No... myślę, że pewnie też porozmawiają z osobami, które miały bezpośrednią "władzę" nad tymi książkami (nie piszesz jakie to były książki i gdzie się znajdowały - wyciągnięte koledze z plecaka? z biblioteki?).
 
Moja siostra 1,5 roku temu przyjaźniła sie z sąsiadką z bloku.Jej rodzice są zamożni. Siostra widziała parę razy jak jej koleżanka podbierała rodzicom pieniądze. Zaczeła podbierać i ona pod nie uwagą koleżanki.Rodzice zorientowali się i z ich obliczeń zostało ukradzione ponad 7000zł. Przyszli do nas by wyjaśnić tą sprawę.Siostra przyznała się.podpisali umowę że wczasie roku czasu mamy spłacić te pieniądze,jednak ich nie spłaciliśmy bo nie mieliśmy z czego.Jestesmy dosc biedną rodziną. We wtorek idą to zgłosić na policję. Siostra gdy to zrobiła miała 12lat,teraz ma 14. Chciałabym się zapytać co jej grozi za to przestępstwo.Poprawczak,kurator? Czy kara spadnie na mamę. Sąsiadka będzie zeznawać że siostra razem ze mną wydawała te pieniądze.Mi również coś grozi? Prosze o odpowiedź a nie osądzanie
 
Witam. Rzecz stała się w sklepie na osiedlu. W koszyku miałam 2 breloki, pomadkę i 2 bluzki. Weszłam z tymi rzeczami do przymierzalni. Od breloków i pomadki oderwałam kody i pomadkę rozpakowałam, jednak włożyłam te rzeczy łącznie z oderwanymi kodami do koszyka. Bluzki wisiały na haczyku w przymierzalni nietknięte z kodami i trafiły do sprzedaży. Nagle pani sprzedająca weszła do przymierzalni i zapytała się ile mam rzeczy, powiedziałam, że 2 bluzki, na co pani zobaczyła urwane kody i rozpakowaną pomadkę. Powiedziałam, że chciałam sprawdzić kolor pomadki i że mogę za to zapłacić, na co pani powiedziała, że jest za późno, że chciałam to ukraść i zadzwoniła na policję. Wyliczyła kwotę rzekomej kradzieży na 80 zł, łącznie z bluzkami, których nawet nie tknęłam, nie przymierzyłam. Postawiono mi zarzuty usiłowania kradzieży, z tym, że podczas przesłuchania pan policjant powiedział, że nie jest pewien, czy można to podciągnąć pod usiłowanie. Mam mieć sprawę w sądzie, dotąd nie byłam notowana ani karana. Mam 16 lat, dobrze się uczę, nie wagaruję, nie piję ani nie palę.

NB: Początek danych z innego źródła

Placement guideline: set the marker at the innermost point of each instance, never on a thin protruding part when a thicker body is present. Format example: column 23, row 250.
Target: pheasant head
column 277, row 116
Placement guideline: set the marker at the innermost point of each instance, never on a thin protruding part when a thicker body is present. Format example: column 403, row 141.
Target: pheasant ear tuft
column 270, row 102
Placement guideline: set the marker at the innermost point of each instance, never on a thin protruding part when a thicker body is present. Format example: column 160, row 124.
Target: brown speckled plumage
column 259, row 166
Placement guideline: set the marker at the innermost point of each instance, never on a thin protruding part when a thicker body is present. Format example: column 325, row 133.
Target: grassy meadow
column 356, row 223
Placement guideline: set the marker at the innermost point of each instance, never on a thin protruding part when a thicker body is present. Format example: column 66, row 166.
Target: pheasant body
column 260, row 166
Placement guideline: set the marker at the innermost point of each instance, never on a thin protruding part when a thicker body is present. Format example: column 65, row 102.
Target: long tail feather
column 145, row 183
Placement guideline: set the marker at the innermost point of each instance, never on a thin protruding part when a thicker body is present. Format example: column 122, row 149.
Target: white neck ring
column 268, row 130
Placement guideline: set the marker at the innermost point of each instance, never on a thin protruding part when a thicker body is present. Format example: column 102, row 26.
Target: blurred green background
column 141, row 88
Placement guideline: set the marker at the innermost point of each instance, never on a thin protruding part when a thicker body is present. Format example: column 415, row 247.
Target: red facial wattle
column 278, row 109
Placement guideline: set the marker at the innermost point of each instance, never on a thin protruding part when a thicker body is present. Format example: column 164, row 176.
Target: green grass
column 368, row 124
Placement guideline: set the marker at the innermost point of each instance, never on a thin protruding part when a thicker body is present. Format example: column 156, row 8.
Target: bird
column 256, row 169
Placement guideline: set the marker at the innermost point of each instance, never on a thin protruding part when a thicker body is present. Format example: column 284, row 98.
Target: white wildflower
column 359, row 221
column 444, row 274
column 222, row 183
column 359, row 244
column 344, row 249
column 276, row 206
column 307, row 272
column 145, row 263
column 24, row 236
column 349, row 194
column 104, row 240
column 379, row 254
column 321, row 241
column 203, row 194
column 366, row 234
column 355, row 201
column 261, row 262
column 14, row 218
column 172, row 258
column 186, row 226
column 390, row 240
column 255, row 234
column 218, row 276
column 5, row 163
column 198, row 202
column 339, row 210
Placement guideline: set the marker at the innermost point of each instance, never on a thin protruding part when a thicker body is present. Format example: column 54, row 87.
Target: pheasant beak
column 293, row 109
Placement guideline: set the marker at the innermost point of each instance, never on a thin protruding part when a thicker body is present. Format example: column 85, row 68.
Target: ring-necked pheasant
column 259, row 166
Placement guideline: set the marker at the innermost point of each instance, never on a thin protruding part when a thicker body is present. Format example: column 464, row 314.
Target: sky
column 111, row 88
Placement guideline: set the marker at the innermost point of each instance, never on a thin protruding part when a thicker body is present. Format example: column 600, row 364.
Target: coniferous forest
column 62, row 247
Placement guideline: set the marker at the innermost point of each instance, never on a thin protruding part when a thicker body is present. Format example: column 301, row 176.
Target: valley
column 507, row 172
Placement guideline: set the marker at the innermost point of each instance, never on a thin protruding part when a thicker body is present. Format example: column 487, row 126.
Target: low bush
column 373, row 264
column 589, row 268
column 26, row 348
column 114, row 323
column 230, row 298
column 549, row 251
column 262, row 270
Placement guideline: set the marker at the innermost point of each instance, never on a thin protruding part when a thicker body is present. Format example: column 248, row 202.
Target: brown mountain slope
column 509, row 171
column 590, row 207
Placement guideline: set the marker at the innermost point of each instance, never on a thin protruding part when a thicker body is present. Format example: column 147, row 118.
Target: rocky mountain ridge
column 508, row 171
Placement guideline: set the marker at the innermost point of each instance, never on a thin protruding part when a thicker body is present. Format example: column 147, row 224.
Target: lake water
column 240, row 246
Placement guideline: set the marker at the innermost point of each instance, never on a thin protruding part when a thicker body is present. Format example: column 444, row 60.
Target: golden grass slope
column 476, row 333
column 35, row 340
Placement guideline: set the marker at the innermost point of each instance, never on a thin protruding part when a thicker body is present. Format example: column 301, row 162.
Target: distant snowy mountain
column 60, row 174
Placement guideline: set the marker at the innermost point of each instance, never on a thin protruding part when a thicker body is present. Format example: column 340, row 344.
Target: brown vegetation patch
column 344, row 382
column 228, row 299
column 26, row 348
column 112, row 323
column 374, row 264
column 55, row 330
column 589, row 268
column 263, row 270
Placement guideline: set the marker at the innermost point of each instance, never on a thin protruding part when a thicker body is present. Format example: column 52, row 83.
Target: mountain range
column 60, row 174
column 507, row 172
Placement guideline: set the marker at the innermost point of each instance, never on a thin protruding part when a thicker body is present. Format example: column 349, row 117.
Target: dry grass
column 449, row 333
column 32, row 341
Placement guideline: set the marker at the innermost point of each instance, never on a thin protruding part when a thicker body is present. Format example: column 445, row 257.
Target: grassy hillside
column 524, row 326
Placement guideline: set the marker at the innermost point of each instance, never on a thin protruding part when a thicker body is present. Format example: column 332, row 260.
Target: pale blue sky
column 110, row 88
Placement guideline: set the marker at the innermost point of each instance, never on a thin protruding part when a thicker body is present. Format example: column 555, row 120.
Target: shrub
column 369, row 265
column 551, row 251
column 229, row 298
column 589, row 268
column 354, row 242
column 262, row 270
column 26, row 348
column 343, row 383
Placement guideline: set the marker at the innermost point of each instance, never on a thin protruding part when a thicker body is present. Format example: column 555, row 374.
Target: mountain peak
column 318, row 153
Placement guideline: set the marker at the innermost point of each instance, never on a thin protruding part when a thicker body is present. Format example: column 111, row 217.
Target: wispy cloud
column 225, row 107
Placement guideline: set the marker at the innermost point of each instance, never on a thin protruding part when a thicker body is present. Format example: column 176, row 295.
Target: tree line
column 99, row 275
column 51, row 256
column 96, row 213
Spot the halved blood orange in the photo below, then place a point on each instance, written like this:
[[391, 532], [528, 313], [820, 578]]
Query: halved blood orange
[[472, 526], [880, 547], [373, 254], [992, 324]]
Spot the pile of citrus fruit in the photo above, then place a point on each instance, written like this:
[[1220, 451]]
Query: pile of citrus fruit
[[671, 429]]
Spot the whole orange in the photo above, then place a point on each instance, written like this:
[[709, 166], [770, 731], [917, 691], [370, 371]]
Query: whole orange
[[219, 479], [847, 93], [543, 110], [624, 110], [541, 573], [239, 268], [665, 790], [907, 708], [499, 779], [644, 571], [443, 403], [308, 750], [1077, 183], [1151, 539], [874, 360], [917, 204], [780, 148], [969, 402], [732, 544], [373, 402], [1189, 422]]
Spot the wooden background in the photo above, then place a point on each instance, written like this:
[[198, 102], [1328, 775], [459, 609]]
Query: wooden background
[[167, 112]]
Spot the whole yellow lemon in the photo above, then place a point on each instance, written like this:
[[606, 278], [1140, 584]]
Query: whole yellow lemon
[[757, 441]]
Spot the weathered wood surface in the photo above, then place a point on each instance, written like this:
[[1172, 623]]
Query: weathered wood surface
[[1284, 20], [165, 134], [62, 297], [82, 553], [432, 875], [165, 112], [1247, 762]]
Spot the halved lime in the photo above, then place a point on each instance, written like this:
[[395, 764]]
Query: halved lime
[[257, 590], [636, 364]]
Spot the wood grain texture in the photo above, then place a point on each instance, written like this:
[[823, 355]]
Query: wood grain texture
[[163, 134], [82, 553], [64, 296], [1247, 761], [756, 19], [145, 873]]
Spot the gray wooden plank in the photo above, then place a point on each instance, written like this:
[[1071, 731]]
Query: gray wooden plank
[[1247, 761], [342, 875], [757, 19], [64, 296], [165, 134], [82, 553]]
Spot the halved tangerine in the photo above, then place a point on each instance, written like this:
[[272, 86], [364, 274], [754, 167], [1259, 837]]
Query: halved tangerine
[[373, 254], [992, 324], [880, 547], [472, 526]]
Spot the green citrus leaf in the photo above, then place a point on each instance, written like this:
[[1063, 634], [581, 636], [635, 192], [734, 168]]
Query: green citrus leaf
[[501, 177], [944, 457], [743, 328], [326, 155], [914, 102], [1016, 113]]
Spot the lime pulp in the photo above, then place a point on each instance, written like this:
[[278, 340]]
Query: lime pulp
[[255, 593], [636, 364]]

Jak wygląda taka rozprawa? czy podczas niej będzie też pani, która nakryła mnie w sklepie, czy policja będzie z nią rozmawiać? Co może mi grozić i najważniejsze pytanie, czy szkoła zostanie powiadomiona i czy przed rozprawą przyjdzie do mnie kurator? Bardzo proszę o odpowiedź, bardzo się boję.
 
Po jakim okresie, zaistniala sprawa ulegnie przedawnieniu i zniknie z kartoteg policji?